The Democrats achieved this not by nudging their platform to the left or right, but by avoiding a coherent platform altogether. In the 1950s and 1960s, the party of Northern urban workers — including African Americans — was simultaneously the party of Southern segregationists. When religion and social issues became politicized in the 1970s and 1980s, pro-life, pro-gun Democrats were able to win congressional seats in suburban and rural districts around the country.

These idiosyncratic Democrats with locally tailored platforms often initially found their way into Congress as part of “blue waves” following perceived Republican failures. They managed to sustain themselves in Republican districts with a mix of moderate roll-call votes, pork-barrel politics and constituent service. Democrats controlled Congress for decades, including during Republican presidencies, not because their party chose the right national platform, but because they allowed their candidates to craft local “brands” that differentiated them from the party’s urban candidates.

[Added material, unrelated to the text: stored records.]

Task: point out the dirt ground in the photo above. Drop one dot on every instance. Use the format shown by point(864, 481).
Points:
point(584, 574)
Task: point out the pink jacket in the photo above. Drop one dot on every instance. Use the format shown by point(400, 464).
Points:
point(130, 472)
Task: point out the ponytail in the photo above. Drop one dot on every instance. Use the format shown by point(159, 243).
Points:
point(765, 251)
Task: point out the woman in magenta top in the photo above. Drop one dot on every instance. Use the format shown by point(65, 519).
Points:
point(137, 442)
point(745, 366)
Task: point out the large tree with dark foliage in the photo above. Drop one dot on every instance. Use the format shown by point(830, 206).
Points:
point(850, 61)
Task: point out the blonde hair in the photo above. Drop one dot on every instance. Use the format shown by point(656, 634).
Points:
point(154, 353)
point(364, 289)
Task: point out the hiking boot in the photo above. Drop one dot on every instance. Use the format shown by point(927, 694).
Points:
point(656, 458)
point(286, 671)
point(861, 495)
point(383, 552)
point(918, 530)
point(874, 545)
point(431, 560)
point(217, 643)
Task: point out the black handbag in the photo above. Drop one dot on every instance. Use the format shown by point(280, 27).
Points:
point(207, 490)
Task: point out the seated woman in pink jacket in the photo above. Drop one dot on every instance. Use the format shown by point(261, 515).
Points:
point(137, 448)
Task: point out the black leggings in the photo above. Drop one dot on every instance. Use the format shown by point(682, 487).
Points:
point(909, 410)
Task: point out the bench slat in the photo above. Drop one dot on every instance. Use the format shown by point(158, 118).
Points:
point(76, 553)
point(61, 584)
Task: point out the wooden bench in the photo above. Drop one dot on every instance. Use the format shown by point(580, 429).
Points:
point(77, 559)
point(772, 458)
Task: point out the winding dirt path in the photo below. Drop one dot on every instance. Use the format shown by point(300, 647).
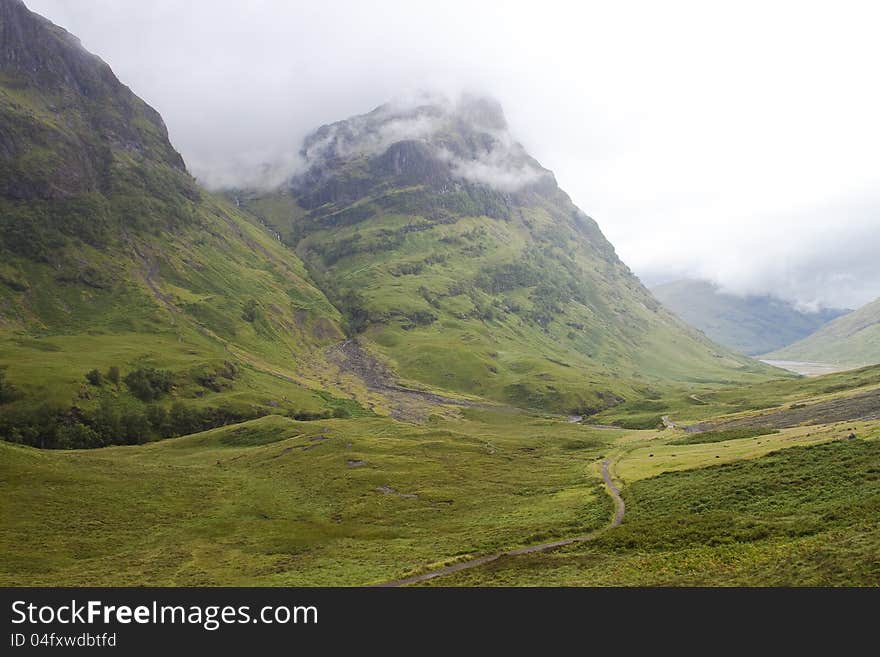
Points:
point(619, 510)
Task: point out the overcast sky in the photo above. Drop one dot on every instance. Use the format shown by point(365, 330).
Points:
point(734, 141)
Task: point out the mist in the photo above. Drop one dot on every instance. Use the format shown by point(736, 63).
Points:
point(735, 143)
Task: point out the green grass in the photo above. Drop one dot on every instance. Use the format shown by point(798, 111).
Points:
point(801, 516)
point(276, 502)
point(851, 340)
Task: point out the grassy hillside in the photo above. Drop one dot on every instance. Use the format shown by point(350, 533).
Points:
point(800, 516)
point(274, 501)
point(750, 325)
point(280, 502)
point(182, 311)
point(460, 260)
point(852, 340)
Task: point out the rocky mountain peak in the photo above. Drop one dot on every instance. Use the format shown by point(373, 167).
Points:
point(431, 140)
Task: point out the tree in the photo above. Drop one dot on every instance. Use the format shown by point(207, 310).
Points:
point(148, 383)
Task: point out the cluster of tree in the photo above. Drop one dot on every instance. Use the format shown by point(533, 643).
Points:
point(113, 422)
point(146, 383)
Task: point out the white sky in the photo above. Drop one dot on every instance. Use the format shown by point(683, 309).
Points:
point(735, 141)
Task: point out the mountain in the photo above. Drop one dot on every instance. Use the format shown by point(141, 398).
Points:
point(456, 256)
point(112, 257)
point(852, 341)
point(751, 325)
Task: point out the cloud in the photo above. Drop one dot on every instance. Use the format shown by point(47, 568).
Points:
point(684, 128)
point(494, 158)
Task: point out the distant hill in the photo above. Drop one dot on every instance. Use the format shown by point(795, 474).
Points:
point(852, 340)
point(751, 325)
point(455, 253)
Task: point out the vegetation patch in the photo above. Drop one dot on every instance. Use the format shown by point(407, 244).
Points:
point(721, 436)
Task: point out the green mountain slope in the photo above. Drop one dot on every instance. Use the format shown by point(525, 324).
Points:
point(456, 254)
point(852, 340)
point(750, 325)
point(112, 257)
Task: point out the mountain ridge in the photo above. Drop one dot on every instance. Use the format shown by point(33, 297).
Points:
point(429, 225)
point(852, 340)
point(753, 325)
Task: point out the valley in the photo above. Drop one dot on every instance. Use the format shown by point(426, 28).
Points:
point(413, 361)
point(347, 502)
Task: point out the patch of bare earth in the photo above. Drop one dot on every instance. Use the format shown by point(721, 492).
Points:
point(406, 403)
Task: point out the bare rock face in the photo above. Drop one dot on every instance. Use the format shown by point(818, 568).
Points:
point(64, 115)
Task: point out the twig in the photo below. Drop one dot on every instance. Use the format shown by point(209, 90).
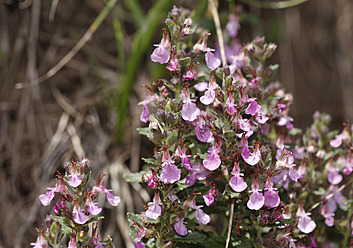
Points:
point(230, 222)
point(218, 30)
point(85, 38)
point(273, 5)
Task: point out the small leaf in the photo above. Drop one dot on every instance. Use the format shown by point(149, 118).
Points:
point(135, 177)
point(320, 191)
point(146, 132)
point(172, 138)
point(194, 238)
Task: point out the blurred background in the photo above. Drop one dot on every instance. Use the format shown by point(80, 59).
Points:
point(89, 107)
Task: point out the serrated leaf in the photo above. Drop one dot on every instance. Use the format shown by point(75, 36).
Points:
point(151, 161)
point(320, 191)
point(172, 138)
point(194, 238)
point(146, 132)
point(135, 177)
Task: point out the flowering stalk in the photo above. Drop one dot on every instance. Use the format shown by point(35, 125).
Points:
point(75, 209)
point(223, 136)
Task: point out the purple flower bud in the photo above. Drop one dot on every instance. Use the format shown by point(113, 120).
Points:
point(180, 227)
point(237, 183)
point(306, 224)
point(79, 216)
point(212, 161)
point(46, 198)
point(202, 217)
point(170, 173)
point(190, 111)
point(256, 199)
point(212, 61)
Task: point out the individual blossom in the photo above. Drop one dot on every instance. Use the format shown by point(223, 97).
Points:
point(272, 198)
point(333, 175)
point(212, 61)
point(211, 194)
point(285, 161)
point(245, 126)
point(46, 198)
point(230, 106)
point(249, 157)
point(170, 173)
point(256, 199)
point(212, 161)
point(233, 26)
point(75, 177)
point(79, 216)
point(190, 74)
point(91, 206)
point(210, 93)
point(161, 52)
point(198, 172)
point(237, 182)
point(253, 108)
point(112, 199)
point(41, 242)
point(286, 121)
point(150, 97)
point(202, 132)
point(189, 111)
point(181, 152)
point(154, 210)
point(305, 223)
point(180, 227)
point(72, 242)
point(173, 64)
point(200, 215)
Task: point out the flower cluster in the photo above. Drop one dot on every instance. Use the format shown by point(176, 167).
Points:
point(225, 143)
point(74, 209)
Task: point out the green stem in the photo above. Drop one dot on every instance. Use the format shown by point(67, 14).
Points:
point(273, 5)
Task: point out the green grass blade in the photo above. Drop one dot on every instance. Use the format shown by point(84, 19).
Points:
point(140, 45)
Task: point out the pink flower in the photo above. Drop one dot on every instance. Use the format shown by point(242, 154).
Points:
point(231, 107)
point(190, 111)
point(337, 141)
point(74, 178)
point(202, 132)
point(173, 64)
point(306, 224)
point(202, 217)
point(91, 206)
point(170, 173)
point(236, 182)
point(233, 26)
point(253, 108)
point(256, 199)
point(212, 61)
point(113, 200)
point(139, 244)
point(180, 227)
point(333, 175)
point(161, 52)
point(272, 199)
point(79, 216)
point(212, 161)
point(198, 172)
point(46, 198)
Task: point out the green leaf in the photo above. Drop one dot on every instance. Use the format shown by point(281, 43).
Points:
point(135, 177)
point(172, 138)
point(151, 161)
point(194, 238)
point(146, 132)
point(320, 191)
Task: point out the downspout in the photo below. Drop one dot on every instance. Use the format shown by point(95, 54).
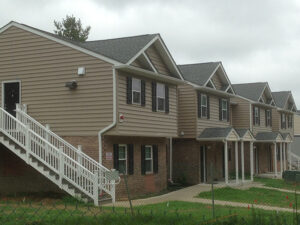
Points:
point(114, 115)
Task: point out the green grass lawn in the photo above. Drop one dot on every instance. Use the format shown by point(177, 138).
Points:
point(164, 213)
point(277, 183)
point(253, 195)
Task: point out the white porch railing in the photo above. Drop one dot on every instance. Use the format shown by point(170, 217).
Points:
point(71, 165)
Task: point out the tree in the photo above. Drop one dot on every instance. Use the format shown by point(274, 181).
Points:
point(72, 29)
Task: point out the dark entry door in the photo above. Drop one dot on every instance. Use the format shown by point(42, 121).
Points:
point(203, 164)
point(11, 96)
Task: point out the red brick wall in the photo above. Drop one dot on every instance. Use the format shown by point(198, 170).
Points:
point(139, 184)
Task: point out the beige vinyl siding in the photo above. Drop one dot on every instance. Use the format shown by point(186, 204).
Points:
point(262, 127)
point(214, 121)
point(217, 81)
point(142, 121)
point(157, 61)
point(297, 124)
point(187, 110)
point(43, 67)
point(241, 113)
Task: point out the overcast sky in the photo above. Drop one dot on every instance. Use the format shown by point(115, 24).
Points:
point(257, 40)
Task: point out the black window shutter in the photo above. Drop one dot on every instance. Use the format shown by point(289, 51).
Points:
point(266, 117)
point(258, 115)
point(270, 117)
point(129, 90)
point(208, 108)
point(167, 99)
point(228, 110)
point(143, 93)
point(220, 109)
point(199, 103)
point(116, 156)
point(143, 164)
point(155, 158)
point(130, 159)
point(154, 96)
point(253, 114)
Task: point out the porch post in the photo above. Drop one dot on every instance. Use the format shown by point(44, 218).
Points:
point(251, 161)
point(289, 155)
point(171, 159)
point(226, 161)
point(281, 166)
point(242, 161)
point(275, 159)
point(284, 156)
point(236, 162)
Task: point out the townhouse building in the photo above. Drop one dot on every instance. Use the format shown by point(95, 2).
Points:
point(109, 104)
point(74, 113)
point(207, 146)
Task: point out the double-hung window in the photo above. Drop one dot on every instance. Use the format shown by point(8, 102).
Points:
point(160, 97)
point(268, 117)
point(136, 91)
point(122, 159)
point(283, 121)
point(256, 115)
point(203, 105)
point(224, 109)
point(148, 159)
point(290, 121)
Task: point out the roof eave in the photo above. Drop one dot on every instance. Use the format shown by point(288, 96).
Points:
point(149, 74)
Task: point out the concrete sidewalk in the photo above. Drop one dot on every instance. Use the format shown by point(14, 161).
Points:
point(189, 195)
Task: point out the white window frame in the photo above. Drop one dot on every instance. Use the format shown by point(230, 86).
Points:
point(162, 97)
point(268, 119)
point(147, 159)
point(204, 106)
point(256, 115)
point(125, 159)
point(226, 110)
point(283, 120)
point(135, 90)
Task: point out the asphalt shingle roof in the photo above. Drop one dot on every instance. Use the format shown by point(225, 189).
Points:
point(241, 132)
point(216, 132)
point(250, 91)
point(119, 49)
point(198, 73)
point(266, 136)
point(280, 98)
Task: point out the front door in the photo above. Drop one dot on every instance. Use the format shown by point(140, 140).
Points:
point(11, 92)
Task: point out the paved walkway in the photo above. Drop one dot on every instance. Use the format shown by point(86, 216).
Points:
point(189, 195)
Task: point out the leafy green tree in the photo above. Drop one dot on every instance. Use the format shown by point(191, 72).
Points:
point(71, 28)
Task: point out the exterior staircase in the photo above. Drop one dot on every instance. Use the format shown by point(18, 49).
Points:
point(66, 166)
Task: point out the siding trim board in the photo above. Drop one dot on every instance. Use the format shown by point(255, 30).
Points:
point(68, 44)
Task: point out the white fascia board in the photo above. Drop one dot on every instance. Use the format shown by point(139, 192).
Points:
point(210, 90)
point(149, 74)
point(212, 83)
point(213, 73)
point(149, 62)
point(225, 74)
point(142, 50)
point(68, 44)
point(170, 57)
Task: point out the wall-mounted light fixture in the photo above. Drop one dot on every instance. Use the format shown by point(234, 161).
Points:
point(71, 84)
point(81, 71)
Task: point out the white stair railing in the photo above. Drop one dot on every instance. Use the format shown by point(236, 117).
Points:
point(295, 161)
point(87, 177)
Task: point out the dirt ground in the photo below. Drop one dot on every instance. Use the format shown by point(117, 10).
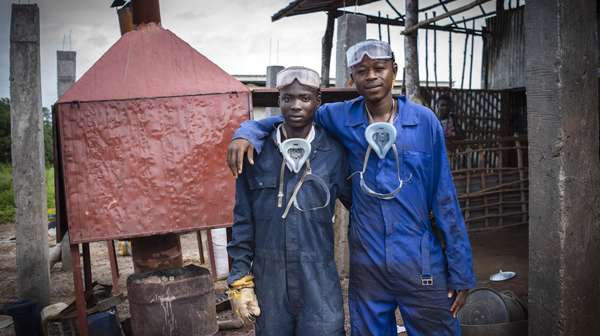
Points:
point(504, 249)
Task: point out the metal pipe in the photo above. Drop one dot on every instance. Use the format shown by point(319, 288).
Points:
point(125, 16)
point(156, 252)
point(146, 11)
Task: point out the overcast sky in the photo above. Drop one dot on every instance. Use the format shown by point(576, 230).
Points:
point(234, 34)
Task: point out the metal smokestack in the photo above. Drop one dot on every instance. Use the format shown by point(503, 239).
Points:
point(125, 15)
point(146, 11)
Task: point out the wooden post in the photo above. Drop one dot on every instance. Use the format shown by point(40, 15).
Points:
point(379, 24)
point(471, 61)
point(388, 25)
point(450, 59)
point(80, 301)
point(435, 55)
point(327, 43)
point(462, 79)
point(27, 138)
point(411, 56)
point(426, 55)
point(114, 266)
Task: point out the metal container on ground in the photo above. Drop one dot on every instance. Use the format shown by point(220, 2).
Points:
point(7, 326)
point(491, 313)
point(170, 302)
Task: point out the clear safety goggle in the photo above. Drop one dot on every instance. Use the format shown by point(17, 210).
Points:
point(375, 49)
point(304, 76)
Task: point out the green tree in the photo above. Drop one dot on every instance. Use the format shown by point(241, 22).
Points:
point(48, 136)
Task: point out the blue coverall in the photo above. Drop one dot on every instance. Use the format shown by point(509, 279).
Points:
point(393, 252)
point(292, 259)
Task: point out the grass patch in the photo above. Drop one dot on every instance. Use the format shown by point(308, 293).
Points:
point(7, 203)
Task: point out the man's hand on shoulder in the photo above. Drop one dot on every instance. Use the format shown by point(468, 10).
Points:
point(235, 155)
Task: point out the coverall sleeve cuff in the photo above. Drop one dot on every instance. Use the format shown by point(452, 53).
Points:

The Democrats’ geography problem has become far more acute in recent decades. Since the late 1980s, votes for Democrats have become ever more concentrated in cities. In addition, Republicans now control more state legislatures than at any previous time, and partisan gerrymandering in several states has manipulated the underlying political geography to make matters far worse for Democrats. Local races have also become more nationalized as politics has become more polarized, with outside money now playing a much larger role in legislative races.

This makes it harder for individual candidates to detach themselves from the party’s national image. Some Democrats, such as Rep. Conor Lamb (Pa.), have pulled it off, but it’s significant that Lamb was nominated to run in his special election not through a primary race, but by local party officials who were particularly sensitive to these dynamics.

To be sure, the nationalization and polarization of elections might benefit Democrats in this cycle if enough Republicans and independents in pivotal districts cast “anti-Trump” votes for Democrats who would otherwise seem too far left. An exceptionally powerful wave election can overcome Democrats’ underlying geography problem and Republican partisan gerrymandering and thus enable victories in suburban districts that typically vote for Republican presidential candidates.

But any such wave is unlikely to wash the Democrats’ geography problems out to sea. It is not yet clear whether the Republican Party’s reputation has suffered significant damage in pivotal suburbs and, if so, how enduring such damage might be.

Whatever the outcome this fall, the Democrats’ basic geography problem is likely to endure. To maintain control of the House or state legislatures beyond the isolated wave election, self-styled exurban and rural Democrats will feel the pressure to craft local brands that distance themselves from their party’s liberal reputation, even if that reputation serves the party well in winning the national or statewide popular vote.

Political geography — not just ideological conflict on its own — thus makes it likely that tensions between the progressive and centrist wings of the Democratic Party will endure.